A game of dice for Ajax and Achilles
§1. In the Boston Museum of Fine Arts (Krupp Gallery, 215A), we find a most relevant picture painted on an oil flask (lekythos) dated to 500 BCE or so and originating from Athens (Accession Number 95.15). The black-figure painting on this vessel shows the hero Ajax engaged in a board game involving the throwing of dice. He is playing against the hero Achilles, and the goddess Athena stands in the center of the picture, presiding over the dice throws that the two heroes make.
§2. The Greek lettering on the vase shows ΑΧΙΛΛΥΣ over the head of Achilles and ΑΙΑΣ over the head of Ajax. In front of Achilles is a vertical inscription ΤΕΤΑΡΑΦΕΡΟ, meaning ‘I have four’, while the inscription in front of Ajax shows ΔΥΟΦΕΡΟ, meaning ‘I have two’. The goddess Athena, indicated by the lettering ΑΘΕΝΑΑΣ to the right of her head, gestures toward Achilles. Achilles is evidently the winner, since he has the higher number for his throw of the dice.
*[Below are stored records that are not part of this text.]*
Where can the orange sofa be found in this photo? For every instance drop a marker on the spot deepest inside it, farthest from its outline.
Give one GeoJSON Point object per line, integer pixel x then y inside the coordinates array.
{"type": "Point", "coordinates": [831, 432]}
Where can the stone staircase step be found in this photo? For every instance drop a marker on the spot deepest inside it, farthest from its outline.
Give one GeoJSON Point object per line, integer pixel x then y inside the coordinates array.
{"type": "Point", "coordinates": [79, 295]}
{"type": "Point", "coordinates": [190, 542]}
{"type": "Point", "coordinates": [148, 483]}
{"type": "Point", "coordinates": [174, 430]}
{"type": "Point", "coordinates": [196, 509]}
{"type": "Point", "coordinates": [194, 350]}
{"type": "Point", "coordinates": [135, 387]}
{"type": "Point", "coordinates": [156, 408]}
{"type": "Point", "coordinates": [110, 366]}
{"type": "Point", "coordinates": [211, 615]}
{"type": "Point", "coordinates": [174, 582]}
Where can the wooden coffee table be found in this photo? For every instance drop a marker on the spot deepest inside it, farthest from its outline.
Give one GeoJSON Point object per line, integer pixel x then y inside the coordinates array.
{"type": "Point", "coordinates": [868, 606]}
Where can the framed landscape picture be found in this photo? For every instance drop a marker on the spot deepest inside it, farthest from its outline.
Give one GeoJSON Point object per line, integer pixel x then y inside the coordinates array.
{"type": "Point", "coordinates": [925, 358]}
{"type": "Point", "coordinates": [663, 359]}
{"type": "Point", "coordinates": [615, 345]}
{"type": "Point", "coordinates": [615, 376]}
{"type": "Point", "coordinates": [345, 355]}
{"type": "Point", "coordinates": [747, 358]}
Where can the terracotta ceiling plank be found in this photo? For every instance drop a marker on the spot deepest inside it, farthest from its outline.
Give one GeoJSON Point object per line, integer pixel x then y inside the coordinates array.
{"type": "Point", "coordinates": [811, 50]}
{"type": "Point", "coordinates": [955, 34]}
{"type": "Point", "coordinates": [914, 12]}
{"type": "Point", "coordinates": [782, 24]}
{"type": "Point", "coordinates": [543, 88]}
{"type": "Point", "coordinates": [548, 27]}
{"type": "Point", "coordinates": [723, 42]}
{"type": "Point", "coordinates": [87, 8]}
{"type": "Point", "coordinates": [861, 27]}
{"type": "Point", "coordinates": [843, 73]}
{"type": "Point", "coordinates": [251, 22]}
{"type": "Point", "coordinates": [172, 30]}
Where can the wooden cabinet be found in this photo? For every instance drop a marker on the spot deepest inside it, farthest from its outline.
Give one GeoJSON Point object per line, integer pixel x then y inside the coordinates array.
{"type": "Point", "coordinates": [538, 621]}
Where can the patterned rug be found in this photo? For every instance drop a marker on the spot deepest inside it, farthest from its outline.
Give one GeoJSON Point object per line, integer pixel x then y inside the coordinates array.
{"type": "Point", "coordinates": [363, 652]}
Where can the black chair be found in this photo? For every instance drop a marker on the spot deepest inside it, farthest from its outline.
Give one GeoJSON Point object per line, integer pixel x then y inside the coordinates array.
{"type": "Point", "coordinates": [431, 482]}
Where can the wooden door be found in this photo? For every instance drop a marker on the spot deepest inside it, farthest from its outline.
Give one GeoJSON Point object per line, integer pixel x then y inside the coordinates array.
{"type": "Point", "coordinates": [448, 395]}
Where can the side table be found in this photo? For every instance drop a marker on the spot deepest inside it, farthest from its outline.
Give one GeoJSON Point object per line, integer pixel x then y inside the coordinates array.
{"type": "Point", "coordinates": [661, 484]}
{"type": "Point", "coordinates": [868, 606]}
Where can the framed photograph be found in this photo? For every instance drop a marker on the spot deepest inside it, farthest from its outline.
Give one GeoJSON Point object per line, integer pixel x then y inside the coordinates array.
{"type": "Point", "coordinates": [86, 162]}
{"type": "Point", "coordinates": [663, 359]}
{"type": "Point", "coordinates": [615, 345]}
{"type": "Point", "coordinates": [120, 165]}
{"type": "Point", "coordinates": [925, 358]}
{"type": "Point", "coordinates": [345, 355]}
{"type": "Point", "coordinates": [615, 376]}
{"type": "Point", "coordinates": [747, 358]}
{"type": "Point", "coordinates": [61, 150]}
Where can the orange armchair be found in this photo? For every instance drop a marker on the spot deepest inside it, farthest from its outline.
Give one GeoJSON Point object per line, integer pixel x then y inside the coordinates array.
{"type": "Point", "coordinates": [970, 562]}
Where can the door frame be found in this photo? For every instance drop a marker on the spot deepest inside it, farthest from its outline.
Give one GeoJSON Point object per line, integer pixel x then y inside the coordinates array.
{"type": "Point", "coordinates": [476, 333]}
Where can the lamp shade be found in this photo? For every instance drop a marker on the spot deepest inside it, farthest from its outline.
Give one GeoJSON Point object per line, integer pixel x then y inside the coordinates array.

§3. There is a comparable scene painted on Vatican amphora 344, dated around 540 or 530 BCE. The painter is Exekias, and his black-figure painting shows Ajax and Achilles engaged once again in a board game that involves the throwing of dice, and this time the lettering indicates that the number of the throw made by Achilles is four while the number of the throw made by Ajax is three.
§4. Once again, the higher number goes to Achilles. Once again, Achilles is the winner, and Ajax is the loser. To say it in Homeric terms, Achilles is best of the Achaeans, and Ajax is only second best.
§5. This theme of dice playing, not attested in the Greek verbal arts, must be very old. In the cognate epic traditions of the Mahābhārata, which is the oldest and largest epic of India (the canonical version contains about 100,000 lines of Sanskrit poetry), the playing of dice is at the core of the overall plot of the whole story. The hero Yudhiṣṭhira gambles away his kingship, all his possessions, and even his own self in a series of catastrophic dice games.
§6. In the visual art of Greek civilization, as exemplified by the vase that I have highlighted from the collection housed in the Boston Museum of Fine Arts, a comparable epic scene comes to life.[3] This epic version, attested in the visual arts, is nowhere to be found in the attested textual evidence of the corresponding verbal arts. But this version is nevertheless a truly epic scene. With a throw of the dice, Ajax dooms himself to an eternity of angry frustration over losing a chance to become the best of the Achaeans.
Notes
[1] Nagy, Best of the Achaeans 12§5.
[2] Williams, D. 1980. “Ajax, Odysseus and the Arms of Achilles.” Antike Kunst 23:137–145.
[3] Of equal importance is another vessel housed in the Boston Museum of Fine Arts (Krupp Gallery 215A): it is a two-handled jar (amphora), originating from Athens and dated around 525–520 BCE (Accession Number 01.8037), featuring on its two sides a black-figure and a red-figure painting of the same scene, as it were. Once again, it seems, Achilles and Ajax are engaged in a board game involving a throw of the dice.